Joan Sabaté

Personal information
- Full name: Joan Sabaté Borràs
- Date of birth: 26 March 1993 (age 32)
- Place of birth: Pinell de Brai, Spain
- Height: 1.69 m (5 ft 7 in)
- Position(s): Midfielder

Youth career
- Gimnàstic

Senior career*
- Years: Team / Apps / (Gls)
- 2012: Gimnàstic / 1 / (0)
- 2012–2014: Pobla Mafumet / 16 / (0)
- 2014: → Torredembarra (loan) / 17 / (2)
- 2014–2015: Reddis / 34 / (2)
- 2015–2016: Amposta / 22 / (3)
- 2016–2017: Vilaseca
- 2017–2019: Rapitenca / 52 / (22)
- 2019–2020: Tortosa / 11 / (2)
- 2020–2021: El Perelló / 2 / (0)

= Joan Sabaté =

Spanish footballer

Joan Sabaté Borràs (born 26 March 1993) is a Spanish footballer who plays as a midfielder.

==Club career==
Born in El Pinell de Brai, Tarragona, Catalonia, Sabaté was a product of Gimnàstic de Tarragona's youth categories.

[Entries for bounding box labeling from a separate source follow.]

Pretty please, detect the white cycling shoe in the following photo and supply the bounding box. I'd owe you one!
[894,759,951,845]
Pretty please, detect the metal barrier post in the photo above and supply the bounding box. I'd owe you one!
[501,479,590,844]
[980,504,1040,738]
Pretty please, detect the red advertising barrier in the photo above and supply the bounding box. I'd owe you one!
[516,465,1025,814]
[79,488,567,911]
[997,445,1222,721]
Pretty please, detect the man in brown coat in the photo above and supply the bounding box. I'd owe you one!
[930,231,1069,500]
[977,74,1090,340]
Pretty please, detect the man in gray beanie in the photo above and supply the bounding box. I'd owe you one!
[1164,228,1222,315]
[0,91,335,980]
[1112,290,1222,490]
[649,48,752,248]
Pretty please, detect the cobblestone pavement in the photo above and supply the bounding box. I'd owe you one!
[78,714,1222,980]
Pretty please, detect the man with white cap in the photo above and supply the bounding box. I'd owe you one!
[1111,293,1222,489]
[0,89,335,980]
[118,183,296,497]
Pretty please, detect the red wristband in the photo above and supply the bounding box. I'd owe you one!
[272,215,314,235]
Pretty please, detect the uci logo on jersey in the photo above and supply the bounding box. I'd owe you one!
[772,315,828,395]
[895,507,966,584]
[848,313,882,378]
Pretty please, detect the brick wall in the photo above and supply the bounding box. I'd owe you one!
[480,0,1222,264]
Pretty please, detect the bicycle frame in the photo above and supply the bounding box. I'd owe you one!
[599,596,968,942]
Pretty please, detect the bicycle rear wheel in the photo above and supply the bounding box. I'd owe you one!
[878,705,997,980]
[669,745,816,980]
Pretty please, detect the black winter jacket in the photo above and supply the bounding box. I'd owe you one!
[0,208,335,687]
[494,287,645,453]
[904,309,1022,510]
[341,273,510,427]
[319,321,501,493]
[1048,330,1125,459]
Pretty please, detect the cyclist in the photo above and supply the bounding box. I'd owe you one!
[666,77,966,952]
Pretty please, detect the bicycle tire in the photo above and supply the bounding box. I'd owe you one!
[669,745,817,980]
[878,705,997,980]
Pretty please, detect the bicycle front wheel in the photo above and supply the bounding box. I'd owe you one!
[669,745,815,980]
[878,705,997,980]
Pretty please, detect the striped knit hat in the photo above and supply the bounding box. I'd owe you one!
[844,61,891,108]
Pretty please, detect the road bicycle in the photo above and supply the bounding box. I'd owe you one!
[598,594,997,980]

He made his first-team debut on 3 June 2012, starting in a 0–1 loss against Elche CF in the Segunda División, and was later assigned to the club's farm team in Tercera División.

On 11 January 2014, Sabaté was loaned to UD Torredembarra. He returned to Pobla in June, being subsequently released, and joined CF Reddis shortly after.